Dans la famille "quand j'ai mal à la tête il n'est pas recommandé de ma ch*** dans les bottes", je demande - la brebis de panurge -. 

Prenez un cinéma. Prenez la rangée de caisses et tendez sur des piquets des bandes de canalisation de foule. Jusque là pas de problème. Prenez une séance en fin de semaine et donc quelques personnes qui font la file, nous sommes toujours dans une logique crédible.

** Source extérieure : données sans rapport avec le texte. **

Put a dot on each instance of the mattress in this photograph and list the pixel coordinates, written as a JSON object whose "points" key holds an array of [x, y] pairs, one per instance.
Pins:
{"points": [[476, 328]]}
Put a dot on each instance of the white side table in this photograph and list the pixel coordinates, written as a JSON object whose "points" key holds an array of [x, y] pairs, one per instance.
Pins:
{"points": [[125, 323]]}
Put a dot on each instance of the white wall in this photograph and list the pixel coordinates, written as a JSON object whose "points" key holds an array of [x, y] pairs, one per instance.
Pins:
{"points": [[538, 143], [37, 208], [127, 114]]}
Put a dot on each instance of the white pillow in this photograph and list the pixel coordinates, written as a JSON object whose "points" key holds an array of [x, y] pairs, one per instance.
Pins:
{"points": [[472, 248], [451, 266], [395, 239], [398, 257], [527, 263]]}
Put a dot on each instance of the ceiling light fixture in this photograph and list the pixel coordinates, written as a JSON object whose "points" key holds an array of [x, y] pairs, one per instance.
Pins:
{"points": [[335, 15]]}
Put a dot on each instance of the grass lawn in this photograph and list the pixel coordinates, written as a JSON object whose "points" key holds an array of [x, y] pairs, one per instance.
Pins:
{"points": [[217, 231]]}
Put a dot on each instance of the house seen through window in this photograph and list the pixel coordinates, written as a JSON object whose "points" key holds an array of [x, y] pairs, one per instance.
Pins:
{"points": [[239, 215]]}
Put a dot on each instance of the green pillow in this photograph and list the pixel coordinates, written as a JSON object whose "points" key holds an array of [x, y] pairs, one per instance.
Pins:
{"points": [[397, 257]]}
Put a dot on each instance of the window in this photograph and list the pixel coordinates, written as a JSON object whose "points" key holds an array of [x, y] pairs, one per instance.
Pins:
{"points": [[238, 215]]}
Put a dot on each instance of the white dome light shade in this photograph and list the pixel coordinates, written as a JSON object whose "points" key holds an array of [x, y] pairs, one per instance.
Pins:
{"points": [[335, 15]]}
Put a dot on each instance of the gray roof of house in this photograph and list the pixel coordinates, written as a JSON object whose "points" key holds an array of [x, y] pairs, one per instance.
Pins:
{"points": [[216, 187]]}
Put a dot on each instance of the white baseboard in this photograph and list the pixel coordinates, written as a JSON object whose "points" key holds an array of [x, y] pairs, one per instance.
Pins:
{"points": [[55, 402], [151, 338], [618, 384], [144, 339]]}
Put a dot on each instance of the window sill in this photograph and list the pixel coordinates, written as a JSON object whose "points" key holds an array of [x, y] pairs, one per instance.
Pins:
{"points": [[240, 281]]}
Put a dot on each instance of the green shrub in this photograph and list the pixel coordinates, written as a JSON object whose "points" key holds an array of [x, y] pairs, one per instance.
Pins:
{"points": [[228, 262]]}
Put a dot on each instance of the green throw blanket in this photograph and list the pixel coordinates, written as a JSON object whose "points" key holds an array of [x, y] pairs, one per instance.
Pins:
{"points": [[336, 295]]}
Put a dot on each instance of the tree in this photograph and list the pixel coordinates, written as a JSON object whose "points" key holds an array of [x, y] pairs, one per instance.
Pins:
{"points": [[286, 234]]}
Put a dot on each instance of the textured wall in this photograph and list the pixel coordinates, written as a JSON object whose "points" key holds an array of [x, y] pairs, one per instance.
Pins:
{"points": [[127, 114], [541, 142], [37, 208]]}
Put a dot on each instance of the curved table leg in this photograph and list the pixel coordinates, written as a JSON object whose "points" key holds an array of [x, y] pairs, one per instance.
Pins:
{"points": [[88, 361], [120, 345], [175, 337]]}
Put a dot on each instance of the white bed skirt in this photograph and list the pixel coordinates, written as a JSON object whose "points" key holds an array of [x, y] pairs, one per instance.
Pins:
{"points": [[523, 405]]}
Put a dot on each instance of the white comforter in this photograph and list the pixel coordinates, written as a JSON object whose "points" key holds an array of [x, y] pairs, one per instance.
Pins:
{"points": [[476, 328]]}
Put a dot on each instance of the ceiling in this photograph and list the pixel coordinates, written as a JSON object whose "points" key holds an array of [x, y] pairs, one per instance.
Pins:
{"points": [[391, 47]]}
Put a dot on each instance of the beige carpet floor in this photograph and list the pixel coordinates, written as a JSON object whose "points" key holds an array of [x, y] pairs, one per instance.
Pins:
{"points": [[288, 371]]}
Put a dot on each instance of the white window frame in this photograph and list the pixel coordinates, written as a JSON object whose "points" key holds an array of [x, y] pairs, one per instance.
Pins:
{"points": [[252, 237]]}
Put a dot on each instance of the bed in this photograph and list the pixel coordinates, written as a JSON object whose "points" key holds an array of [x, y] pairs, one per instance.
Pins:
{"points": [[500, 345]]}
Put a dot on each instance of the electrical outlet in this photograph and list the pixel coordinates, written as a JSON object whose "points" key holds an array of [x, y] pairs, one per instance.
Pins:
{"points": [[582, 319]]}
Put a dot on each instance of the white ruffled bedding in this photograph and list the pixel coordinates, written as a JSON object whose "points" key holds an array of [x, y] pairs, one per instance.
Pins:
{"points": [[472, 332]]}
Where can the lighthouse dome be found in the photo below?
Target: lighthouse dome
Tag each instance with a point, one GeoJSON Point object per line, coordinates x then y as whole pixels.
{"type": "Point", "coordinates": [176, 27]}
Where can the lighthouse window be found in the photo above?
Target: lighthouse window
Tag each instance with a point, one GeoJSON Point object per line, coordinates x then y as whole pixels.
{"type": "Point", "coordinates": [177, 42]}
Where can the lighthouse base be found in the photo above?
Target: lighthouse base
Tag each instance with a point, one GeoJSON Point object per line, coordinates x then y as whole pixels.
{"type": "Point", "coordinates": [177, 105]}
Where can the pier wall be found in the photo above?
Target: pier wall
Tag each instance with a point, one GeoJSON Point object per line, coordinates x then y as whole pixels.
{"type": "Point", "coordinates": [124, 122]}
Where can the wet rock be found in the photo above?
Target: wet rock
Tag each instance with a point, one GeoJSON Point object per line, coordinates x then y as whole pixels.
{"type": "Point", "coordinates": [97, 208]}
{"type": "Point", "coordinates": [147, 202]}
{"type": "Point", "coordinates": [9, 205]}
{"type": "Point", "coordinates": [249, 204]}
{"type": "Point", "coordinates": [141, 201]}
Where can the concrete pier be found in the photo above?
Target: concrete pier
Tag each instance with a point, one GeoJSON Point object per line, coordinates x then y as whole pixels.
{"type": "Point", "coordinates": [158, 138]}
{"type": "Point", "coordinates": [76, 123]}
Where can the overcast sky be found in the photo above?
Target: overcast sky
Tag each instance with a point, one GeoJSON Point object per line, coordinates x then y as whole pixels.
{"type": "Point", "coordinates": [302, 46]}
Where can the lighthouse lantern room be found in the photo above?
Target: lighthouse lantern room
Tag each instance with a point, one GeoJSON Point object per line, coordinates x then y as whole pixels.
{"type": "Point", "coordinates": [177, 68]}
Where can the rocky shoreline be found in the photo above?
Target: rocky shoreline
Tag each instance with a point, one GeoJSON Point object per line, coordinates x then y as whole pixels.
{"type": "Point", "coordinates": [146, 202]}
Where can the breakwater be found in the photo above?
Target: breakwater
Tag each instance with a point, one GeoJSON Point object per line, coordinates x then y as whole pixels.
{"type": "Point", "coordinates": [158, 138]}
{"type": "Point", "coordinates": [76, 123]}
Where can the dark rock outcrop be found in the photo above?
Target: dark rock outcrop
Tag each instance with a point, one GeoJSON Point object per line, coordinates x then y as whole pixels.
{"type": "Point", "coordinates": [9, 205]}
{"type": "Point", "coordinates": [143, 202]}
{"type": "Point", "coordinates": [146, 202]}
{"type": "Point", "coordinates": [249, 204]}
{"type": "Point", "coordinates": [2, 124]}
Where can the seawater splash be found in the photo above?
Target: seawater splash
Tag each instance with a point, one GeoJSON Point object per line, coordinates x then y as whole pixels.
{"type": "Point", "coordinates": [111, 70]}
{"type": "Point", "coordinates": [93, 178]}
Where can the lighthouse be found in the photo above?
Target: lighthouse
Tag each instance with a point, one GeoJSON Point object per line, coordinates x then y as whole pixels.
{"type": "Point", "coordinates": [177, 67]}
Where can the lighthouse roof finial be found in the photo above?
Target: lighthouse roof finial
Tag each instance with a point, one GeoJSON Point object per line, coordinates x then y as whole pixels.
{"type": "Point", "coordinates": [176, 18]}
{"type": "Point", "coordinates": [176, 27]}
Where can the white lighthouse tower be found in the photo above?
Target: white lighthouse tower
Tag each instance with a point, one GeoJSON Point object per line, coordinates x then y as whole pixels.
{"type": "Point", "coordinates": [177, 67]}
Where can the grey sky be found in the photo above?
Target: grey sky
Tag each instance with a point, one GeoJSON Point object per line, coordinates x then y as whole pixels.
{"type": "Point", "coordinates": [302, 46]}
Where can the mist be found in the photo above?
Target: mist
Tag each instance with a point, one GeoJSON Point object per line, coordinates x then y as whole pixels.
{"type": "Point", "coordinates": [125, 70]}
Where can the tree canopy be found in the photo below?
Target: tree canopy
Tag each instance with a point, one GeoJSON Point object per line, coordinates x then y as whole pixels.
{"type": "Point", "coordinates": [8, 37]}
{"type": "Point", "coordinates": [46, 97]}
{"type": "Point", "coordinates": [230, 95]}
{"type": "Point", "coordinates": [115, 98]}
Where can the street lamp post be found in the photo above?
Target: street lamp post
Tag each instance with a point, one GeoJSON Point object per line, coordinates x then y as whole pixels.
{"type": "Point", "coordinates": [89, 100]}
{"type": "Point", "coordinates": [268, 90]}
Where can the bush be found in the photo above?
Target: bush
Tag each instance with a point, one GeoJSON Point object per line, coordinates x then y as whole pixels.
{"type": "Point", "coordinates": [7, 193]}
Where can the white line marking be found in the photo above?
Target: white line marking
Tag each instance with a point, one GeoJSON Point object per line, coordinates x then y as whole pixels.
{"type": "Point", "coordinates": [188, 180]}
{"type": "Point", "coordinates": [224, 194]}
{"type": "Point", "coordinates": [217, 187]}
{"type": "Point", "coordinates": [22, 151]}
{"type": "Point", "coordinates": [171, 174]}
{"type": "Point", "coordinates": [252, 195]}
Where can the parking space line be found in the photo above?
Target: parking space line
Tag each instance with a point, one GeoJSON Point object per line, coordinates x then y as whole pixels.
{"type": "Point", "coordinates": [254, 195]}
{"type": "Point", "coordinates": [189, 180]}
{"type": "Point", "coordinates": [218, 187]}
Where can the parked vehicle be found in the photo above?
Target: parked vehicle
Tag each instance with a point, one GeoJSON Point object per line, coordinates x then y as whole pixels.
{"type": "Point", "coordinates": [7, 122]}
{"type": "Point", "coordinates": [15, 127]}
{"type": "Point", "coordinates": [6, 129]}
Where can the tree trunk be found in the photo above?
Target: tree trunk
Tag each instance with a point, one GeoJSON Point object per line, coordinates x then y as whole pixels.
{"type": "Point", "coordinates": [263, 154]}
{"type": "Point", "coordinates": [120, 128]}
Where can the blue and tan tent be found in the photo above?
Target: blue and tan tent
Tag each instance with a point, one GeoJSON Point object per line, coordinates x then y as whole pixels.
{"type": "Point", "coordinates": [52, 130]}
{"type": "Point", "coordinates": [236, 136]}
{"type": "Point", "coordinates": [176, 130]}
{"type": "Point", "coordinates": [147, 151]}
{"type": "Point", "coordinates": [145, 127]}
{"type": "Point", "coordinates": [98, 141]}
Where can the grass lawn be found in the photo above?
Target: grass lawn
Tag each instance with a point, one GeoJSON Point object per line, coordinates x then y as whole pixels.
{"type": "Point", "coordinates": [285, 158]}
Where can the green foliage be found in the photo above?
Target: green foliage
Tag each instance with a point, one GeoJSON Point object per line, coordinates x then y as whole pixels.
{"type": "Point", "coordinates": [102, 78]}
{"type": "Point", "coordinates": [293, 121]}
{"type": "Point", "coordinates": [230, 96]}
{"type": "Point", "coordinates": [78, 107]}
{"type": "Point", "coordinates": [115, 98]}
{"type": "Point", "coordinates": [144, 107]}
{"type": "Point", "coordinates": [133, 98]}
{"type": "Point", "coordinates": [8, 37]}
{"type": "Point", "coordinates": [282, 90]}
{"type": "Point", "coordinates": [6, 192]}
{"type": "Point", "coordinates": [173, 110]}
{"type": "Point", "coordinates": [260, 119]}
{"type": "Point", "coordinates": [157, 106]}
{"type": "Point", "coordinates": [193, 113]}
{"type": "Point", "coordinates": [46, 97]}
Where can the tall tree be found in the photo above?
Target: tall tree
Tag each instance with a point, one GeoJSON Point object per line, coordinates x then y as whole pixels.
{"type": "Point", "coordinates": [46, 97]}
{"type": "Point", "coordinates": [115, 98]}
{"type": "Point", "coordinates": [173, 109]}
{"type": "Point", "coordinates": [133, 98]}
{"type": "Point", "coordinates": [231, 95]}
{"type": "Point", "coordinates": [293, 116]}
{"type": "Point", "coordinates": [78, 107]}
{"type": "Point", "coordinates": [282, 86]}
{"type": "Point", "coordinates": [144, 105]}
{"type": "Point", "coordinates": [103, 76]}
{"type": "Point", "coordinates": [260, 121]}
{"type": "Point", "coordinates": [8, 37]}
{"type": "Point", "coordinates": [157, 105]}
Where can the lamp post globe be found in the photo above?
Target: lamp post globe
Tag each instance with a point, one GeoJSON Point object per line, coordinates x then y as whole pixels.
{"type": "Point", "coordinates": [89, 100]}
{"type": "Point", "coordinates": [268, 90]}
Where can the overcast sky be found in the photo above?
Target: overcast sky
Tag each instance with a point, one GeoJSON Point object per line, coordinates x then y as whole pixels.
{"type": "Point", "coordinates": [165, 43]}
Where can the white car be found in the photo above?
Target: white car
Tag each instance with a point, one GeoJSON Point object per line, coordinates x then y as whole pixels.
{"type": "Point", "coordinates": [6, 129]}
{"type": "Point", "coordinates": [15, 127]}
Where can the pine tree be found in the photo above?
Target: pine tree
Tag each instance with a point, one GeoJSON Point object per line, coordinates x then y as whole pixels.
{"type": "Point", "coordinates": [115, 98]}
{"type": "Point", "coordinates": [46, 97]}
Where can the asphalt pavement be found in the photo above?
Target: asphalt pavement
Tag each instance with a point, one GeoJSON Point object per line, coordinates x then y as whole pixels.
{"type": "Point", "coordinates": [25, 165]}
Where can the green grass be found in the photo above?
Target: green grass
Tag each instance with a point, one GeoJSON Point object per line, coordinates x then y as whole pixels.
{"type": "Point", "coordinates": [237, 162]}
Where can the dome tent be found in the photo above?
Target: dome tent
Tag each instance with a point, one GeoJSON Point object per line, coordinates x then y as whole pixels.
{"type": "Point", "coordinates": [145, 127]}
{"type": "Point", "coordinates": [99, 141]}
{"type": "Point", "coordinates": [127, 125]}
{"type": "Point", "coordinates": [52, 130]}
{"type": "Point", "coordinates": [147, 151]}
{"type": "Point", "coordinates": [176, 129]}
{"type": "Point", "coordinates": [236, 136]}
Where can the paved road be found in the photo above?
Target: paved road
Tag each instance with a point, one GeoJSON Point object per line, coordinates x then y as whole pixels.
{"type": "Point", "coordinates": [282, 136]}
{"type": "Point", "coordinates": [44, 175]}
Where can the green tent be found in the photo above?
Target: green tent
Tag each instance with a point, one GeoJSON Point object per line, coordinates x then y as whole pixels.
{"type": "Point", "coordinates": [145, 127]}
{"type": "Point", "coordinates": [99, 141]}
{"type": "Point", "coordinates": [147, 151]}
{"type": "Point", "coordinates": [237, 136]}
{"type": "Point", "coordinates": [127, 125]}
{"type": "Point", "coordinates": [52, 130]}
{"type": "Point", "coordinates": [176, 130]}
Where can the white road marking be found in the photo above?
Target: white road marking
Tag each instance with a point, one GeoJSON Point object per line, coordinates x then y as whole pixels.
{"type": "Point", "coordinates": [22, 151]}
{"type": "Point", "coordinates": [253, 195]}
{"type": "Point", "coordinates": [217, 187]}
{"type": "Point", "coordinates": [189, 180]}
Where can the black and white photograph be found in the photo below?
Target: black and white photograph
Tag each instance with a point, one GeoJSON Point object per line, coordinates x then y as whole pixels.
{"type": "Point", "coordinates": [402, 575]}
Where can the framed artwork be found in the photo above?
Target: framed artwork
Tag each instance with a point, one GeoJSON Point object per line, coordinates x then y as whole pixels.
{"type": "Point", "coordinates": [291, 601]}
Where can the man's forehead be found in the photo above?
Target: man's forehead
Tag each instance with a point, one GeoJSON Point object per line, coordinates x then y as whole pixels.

Deux caisses sont ouvertes et si on se réfère à la logique sus-développée deux accès sont ouverts pour y mener. Et bien croyez-le ou non mais si vous vous placez dans l'accès où il n'y a personne alors que l'autre est rempli, vous pourriez entendre : 

Dame : "vous devez être pressé."

Sur ces mots je me retourne, je regarde la dame qui m'a dit ça, je regarde la file, je me retourne pour regarder l'entrée de mon accès (pour être sûr de ne pas m'être trompé) et je réponds :
"pas spécialement pourquoi ?"

La personne me répond que tout le monde faisait la file ici (le ici c'est pour la file où elle était). Sans me démonter je réplique :

"il y a deux caisses et deux accès, 
je prends celui-ci, je vais où il y a moins de monde.

La dame me répète donc :

"oui donc vous devez être pressé 
parce que tout le monde passe par ici."

Pour vous illustrer la scène, ces braves gens faisaient une seule file et dès qu'une caisse se libéraient ils allaient au poste laissé vaquant par le client précédent. Sur ces entrefaites, je laisse passer une demoiselle devant moi (on a beau être pragmatique ça ne dispense pas d'être gentleman). Au moment de prendre mon ticket je demande quand même au préposé du guichet (par acquis de conscience) si ma logique était la bonne. 
Et bien j'avais raison !!!

Donc, madame (qui ne lira certainement pas ce billet), si tout le monde se jette d'un pont au dessus d'une voie de chemin de fer où va passer un TGV dont l'alimentation électrique se fait par les rails alors que des oursin urticants jonche les tronçons inter-rails, soyez sûre que je vous regarderai tomber mais que je ne suivrai certainement pas le mouvement. 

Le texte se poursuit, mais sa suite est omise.